Conversely, if Mrs. Clinton's favorite anecdotes have to do with demonstrating the sincerity of her feelings, Mr. Obama's have to do with overawing people with the force of his authenticity. He writes that his constituents "tell me that they have great hopes for me, but that they are worried that Washington is going to change me and I will end up just like all the rest of the people in power. Please stay who you are, they will say to me."

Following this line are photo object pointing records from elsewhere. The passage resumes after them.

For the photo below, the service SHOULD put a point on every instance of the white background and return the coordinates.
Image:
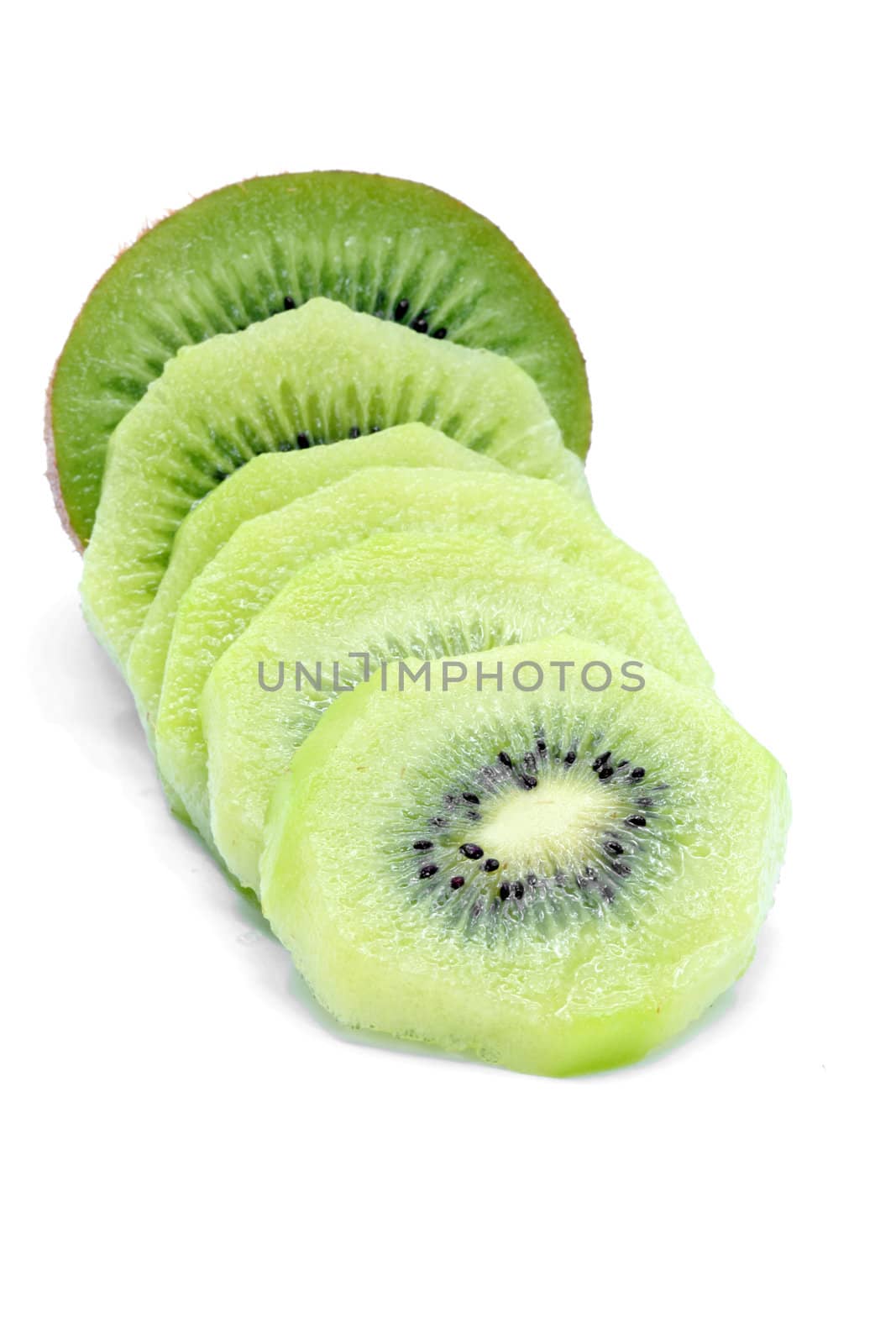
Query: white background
(192, 1152)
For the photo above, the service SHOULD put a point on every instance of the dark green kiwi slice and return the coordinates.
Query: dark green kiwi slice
(553, 880)
(399, 595)
(396, 250)
(316, 375)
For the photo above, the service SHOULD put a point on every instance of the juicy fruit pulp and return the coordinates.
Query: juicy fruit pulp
(264, 484)
(394, 596)
(316, 375)
(392, 249)
(423, 897)
(271, 550)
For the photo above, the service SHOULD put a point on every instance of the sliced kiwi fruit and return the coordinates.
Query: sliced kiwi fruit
(553, 880)
(411, 595)
(264, 484)
(396, 250)
(315, 375)
(266, 551)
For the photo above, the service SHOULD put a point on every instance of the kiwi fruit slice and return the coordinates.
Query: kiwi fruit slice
(269, 483)
(269, 551)
(266, 551)
(315, 375)
(396, 250)
(553, 880)
(411, 595)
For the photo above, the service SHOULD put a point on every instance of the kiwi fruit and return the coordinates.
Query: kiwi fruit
(553, 880)
(315, 375)
(266, 551)
(269, 483)
(405, 595)
(396, 250)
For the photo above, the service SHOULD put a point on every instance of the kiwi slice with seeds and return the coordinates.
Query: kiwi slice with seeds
(392, 249)
(266, 551)
(264, 484)
(553, 882)
(406, 595)
(316, 375)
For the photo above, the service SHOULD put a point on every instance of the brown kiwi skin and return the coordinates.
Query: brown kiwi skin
(53, 470)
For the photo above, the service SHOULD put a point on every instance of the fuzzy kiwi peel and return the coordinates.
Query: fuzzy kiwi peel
(543, 947)
(394, 249)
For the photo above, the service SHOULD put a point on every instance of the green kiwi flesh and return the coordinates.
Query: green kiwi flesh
(315, 375)
(547, 938)
(264, 484)
(392, 249)
(403, 595)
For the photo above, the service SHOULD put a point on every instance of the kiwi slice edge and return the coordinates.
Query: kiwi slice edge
(567, 976)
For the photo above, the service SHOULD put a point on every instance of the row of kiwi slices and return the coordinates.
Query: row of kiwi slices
(322, 438)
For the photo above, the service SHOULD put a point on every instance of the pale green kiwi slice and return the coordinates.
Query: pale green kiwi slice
(553, 880)
(269, 551)
(315, 375)
(394, 596)
(264, 484)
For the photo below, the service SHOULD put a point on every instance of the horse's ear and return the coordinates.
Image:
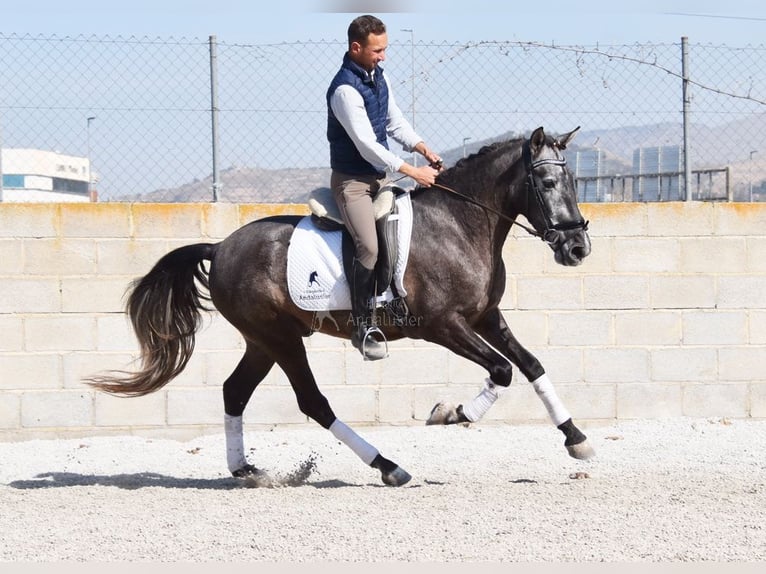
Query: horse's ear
(537, 140)
(563, 140)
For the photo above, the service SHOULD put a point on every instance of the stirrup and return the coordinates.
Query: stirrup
(369, 340)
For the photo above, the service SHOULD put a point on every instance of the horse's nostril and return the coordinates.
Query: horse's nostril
(579, 252)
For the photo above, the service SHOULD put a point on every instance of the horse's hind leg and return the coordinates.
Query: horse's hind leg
(292, 359)
(237, 390)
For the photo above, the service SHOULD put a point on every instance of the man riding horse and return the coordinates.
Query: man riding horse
(361, 115)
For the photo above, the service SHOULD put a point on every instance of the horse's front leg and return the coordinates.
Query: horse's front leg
(497, 333)
(458, 337)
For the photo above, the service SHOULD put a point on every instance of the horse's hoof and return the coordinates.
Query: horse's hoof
(581, 451)
(443, 414)
(253, 477)
(396, 477)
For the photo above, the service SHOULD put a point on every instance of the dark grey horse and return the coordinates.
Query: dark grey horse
(454, 280)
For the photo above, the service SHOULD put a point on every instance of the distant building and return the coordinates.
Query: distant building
(659, 170)
(32, 175)
(589, 163)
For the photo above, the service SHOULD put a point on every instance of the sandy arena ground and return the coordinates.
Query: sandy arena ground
(672, 491)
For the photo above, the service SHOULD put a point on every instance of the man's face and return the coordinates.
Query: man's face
(371, 53)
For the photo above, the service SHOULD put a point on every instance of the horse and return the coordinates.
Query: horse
(454, 281)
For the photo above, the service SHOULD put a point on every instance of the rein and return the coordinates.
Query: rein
(502, 215)
(550, 228)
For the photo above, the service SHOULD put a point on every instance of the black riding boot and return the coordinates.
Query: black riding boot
(365, 336)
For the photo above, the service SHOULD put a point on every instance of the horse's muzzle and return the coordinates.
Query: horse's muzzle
(570, 247)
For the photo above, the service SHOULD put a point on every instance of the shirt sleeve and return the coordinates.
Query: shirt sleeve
(397, 126)
(348, 106)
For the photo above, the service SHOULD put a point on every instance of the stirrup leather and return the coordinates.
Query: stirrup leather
(376, 335)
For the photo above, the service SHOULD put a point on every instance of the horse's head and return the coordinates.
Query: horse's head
(552, 198)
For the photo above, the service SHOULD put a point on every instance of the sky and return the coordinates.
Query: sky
(587, 22)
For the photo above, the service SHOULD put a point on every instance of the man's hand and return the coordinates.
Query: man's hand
(425, 175)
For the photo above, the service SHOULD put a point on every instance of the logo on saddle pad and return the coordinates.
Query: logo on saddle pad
(314, 290)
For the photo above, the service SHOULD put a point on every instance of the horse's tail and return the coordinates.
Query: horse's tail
(164, 308)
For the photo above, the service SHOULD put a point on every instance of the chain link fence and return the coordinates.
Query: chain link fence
(188, 120)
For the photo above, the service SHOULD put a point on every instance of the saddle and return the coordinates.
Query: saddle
(326, 216)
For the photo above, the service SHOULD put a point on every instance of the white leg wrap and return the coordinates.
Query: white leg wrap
(235, 445)
(556, 410)
(347, 436)
(479, 406)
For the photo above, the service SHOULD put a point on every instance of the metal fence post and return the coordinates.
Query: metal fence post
(686, 96)
(214, 113)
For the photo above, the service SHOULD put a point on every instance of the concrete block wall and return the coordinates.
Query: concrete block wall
(666, 318)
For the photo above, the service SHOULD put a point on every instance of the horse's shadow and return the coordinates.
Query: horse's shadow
(140, 480)
(132, 481)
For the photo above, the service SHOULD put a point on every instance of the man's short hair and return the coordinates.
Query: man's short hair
(362, 27)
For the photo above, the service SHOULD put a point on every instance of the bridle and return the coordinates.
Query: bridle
(549, 235)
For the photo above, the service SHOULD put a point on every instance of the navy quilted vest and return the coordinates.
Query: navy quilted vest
(344, 156)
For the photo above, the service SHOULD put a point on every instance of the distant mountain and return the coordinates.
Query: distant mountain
(711, 147)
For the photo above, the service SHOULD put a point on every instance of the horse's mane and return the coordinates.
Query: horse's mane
(484, 151)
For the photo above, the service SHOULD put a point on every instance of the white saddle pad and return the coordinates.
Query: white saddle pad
(315, 275)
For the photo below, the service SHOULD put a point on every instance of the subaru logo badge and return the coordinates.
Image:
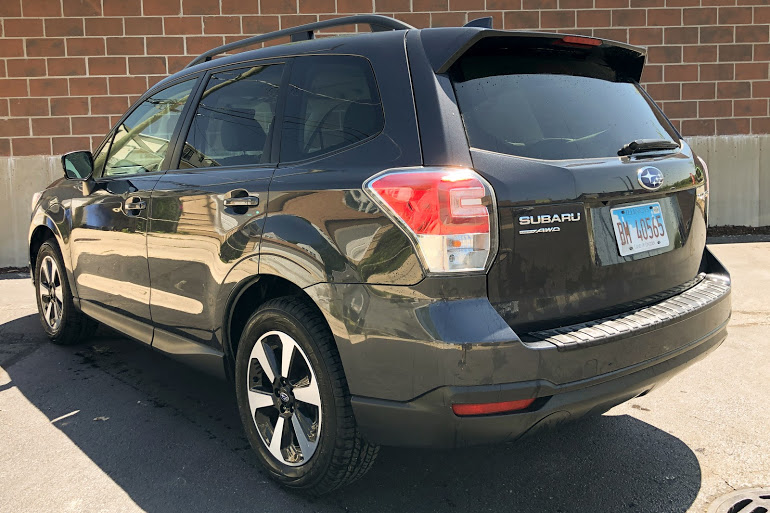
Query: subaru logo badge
(650, 178)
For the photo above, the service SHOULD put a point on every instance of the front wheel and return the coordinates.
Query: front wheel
(62, 322)
(294, 400)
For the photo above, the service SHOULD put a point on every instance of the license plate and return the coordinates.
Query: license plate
(639, 228)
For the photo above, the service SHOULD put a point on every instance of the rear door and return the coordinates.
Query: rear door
(109, 225)
(584, 230)
(207, 212)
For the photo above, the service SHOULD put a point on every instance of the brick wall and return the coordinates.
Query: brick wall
(69, 68)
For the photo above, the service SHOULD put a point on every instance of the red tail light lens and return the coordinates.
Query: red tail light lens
(463, 410)
(448, 212)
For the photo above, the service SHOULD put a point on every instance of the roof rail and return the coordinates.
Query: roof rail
(305, 32)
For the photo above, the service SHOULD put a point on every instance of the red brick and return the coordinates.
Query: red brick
(752, 34)
(734, 90)
(62, 145)
(23, 27)
(733, 53)
(715, 109)
(125, 46)
(85, 46)
(681, 73)
(22, 146)
(698, 91)
(40, 8)
(14, 127)
(29, 107)
(163, 8)
(750, 108)
(732, 126)
(109, 104)
(26, 67)
(699, 16)
(717, 34)
(9, 8)
(147, 65)
(700, 53)
(90, 125)
(645, 36)
(594, 18)
(222, 25)
(664, 17)
(521, 20)
(50, 126)
(48, 87)
(88, 86)
(63, 27)
(663, 92)
(183, 25)
(37, 47)
(691, 127)
(104, 26)
(681, 110)
(69, 106)
(128, 85)
(751, 71)
(83, 7)
(143, 26)
(67, 67)
(665, 54)
(200, 6)
(717, 72)
(680, 35)
(735, 15)
(122, 8)
(447, 19)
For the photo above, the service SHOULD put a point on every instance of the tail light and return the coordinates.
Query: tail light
(449, 213)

As these lines suggest, if the vice of sincerity is self-pity, the vice of authenticity is narcissism the belief that one is virtuous and lovable simply for being one's self. When one of Mr. Obama's supporters, questioned on a television talk show, notoriously couldn't name a single one of the candidate's accomplishments, he was inadvertently carrying to its conclusion the logic of authenticity: the idea that what you are matters more than what you do. The overreliance of Mr. Obama's campaign on his personal charisma is already emerging as the favorite target of his opponents. Ironically, if his books weren't so well written, they wouldn't offer such credible support for the charge.